To save money, borrowers can refinance their HELOC. Here we’ll take a look at two options and how they work.

  • Home Equity Loan – You can take out a home equity loan, which has a fixed rate, and use this new loan to pay off the HELOC. The advantage of doing this is that you could dodge those rate adjustments. The disadvantage is that you would be responsible for paying closing costs.
  • New HELOC – Apply for a new HELOC to replace the old one. This allows you to avoid that principal and interest payment while keeping your line of credit open. If you have improved your credit since you got the first HELOC, you might even qualify for a lower interest rate.

If you’re interested in refinancing with a HELOC or home equity loan, use Bankrate’s home equity loan rates table to see current rates.

Refinancing your HELOC into a home equity loan

 Some HELOCs give you the option, when the draw period ends, to refinance into a fixed-rate debt product — a home equity loan. (You can also look into doing this during the draw period, of course.) If you’re looking for certainty around payment amounts and interest rates, it might make sense to refinance a HELOC into a home equity loan.

The advantage of doing this is that you could dodge those rate adjustments. The disadvantage is that you would incur closing costs on the home equity loan.

Paying off a HELOC

With a HELOC, you only owe (and accrue interest on) what you actually borrow.

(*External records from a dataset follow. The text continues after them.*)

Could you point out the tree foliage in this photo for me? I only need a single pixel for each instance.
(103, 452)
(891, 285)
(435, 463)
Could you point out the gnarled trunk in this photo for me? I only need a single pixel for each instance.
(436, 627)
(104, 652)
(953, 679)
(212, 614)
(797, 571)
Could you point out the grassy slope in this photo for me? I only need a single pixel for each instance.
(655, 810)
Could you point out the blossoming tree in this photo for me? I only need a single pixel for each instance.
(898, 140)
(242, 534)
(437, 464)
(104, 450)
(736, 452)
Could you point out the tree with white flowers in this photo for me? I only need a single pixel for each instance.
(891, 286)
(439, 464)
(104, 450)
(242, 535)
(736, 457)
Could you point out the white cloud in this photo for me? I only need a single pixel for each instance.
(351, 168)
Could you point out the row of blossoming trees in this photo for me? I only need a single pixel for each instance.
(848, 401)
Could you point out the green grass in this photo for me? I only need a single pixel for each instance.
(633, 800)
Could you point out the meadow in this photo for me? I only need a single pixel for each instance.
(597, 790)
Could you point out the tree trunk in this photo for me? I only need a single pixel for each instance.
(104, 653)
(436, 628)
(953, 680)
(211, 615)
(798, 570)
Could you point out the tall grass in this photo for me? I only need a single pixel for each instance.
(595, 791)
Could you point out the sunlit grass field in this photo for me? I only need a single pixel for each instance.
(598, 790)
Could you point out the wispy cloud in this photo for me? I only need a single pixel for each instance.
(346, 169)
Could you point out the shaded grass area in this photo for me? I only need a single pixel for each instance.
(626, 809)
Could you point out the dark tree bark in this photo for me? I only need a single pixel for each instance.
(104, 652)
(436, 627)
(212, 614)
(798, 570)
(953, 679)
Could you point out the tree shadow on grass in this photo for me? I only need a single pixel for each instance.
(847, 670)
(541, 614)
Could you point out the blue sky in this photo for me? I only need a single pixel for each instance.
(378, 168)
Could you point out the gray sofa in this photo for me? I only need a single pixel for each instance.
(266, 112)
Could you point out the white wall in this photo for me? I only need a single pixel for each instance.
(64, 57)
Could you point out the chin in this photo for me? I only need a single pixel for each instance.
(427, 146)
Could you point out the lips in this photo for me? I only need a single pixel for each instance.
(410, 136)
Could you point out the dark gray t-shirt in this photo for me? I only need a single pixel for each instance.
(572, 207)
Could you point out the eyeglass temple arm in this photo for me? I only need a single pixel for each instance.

For example, if you’re extended $50,000 and use just $25,000, then you only owe $25,000.

During the draw period, you have several repayment options. Many HELOCs allow borrowers to make interest only payments during the draw period, which can vary. But of course you can make more than the minimum payment, if you choose — decreasing the outstanding balance on the credit line.

Normally, draw periods last between 10 and 15 years. When that period ends, you must make both principal and interest payments.

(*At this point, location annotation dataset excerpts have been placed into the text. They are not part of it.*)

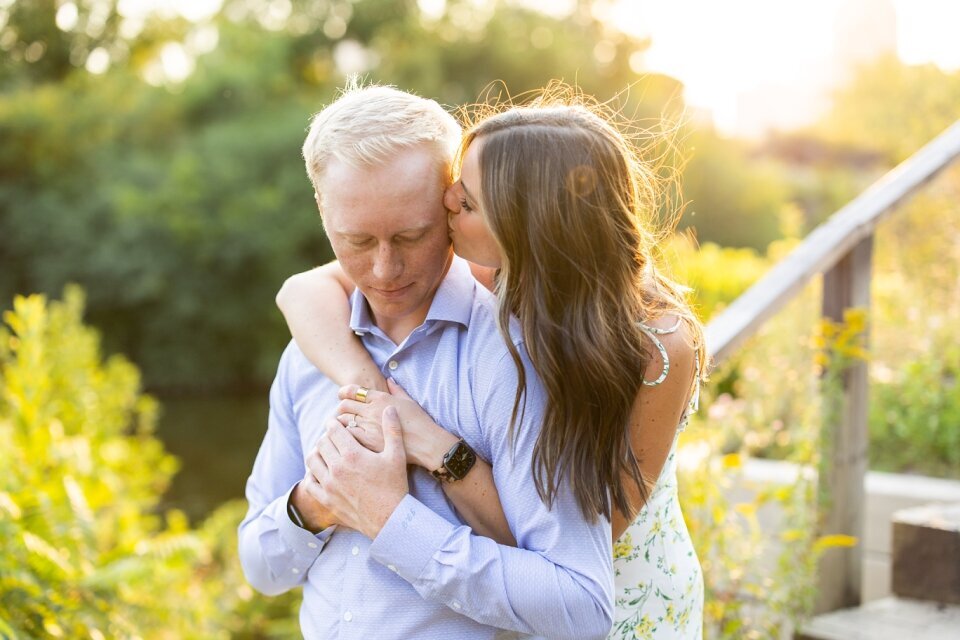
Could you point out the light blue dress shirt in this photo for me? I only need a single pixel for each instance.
(426, 575)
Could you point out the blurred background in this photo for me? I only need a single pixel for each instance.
(149, 155)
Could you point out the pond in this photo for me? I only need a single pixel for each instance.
(216, 439)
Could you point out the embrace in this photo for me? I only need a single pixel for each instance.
(472, 434)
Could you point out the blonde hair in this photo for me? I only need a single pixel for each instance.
(571, 206)
(367, 125)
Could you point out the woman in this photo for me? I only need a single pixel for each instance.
(552, 197)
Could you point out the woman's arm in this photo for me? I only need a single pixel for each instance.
(475, 496)
(655, 416)
(316, 307)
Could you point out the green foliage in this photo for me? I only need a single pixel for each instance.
(86, 554)
(732, 200)
(716, 275)
(915, 417)
(180, 208)
(893, 108)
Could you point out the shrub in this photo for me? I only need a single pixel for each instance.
(86, 554)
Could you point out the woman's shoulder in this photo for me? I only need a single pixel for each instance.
(673, 351)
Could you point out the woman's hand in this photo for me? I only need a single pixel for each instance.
(425, 442)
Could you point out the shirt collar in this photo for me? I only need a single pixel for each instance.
(453, 301)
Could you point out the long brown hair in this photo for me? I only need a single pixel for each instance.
(566, 196)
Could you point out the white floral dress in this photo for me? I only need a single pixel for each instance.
(659, 584)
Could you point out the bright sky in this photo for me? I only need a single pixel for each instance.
(722, 50)
(738, 59)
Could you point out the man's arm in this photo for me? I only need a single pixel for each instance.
(559, 584)
(275, 553)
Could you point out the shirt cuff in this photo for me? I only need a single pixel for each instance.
(297, 539)
(409, 539)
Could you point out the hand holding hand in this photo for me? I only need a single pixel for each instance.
(359, 487)
(425, 441)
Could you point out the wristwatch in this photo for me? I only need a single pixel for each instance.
(456, 463)
(295, 515)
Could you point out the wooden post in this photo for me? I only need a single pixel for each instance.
(844, 464)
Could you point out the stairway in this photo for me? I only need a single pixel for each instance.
(926, 585)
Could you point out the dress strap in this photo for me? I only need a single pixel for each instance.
(652, 333)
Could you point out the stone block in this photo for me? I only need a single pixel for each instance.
(926, 553)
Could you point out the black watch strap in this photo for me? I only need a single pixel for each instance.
(295, 516)
(457, 462)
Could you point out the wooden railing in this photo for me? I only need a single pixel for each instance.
(841, 249)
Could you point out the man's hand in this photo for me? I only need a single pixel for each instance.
(425, 442)
(359, 487)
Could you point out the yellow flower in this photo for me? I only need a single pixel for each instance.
(645, 629)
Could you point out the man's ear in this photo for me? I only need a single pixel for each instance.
(316, 198)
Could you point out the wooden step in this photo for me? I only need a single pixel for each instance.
(926, 553)
(886, 619)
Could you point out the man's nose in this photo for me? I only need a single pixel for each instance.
(388, 265)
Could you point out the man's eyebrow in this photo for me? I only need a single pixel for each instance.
(421, 229)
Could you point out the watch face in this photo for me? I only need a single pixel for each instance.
(459, 461)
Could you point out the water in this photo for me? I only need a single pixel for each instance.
(216, 439)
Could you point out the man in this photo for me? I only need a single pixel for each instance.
(391, 558)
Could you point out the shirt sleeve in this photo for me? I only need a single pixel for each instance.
(275, 553)
(558, 583)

HELOC repayment periods can last for decades. You have the option to repay on that schedule, or you can try to pay it off sooner, and terminate the arrangement. You might even pay it all off during the draw period, if you’re confident you won’t need any more funds. However, some HELOC lenders charge a fee for ending early; these  prepayment penalties are usually a few hundred dollars. Before you commit to a line of credit, be sure you read and understand the fine print. — that’s where prepayment fee info is usually buried. By law, lenders have to indicate if they impose one, but bear in mind that it could be called something else, such as an “early termination fee.”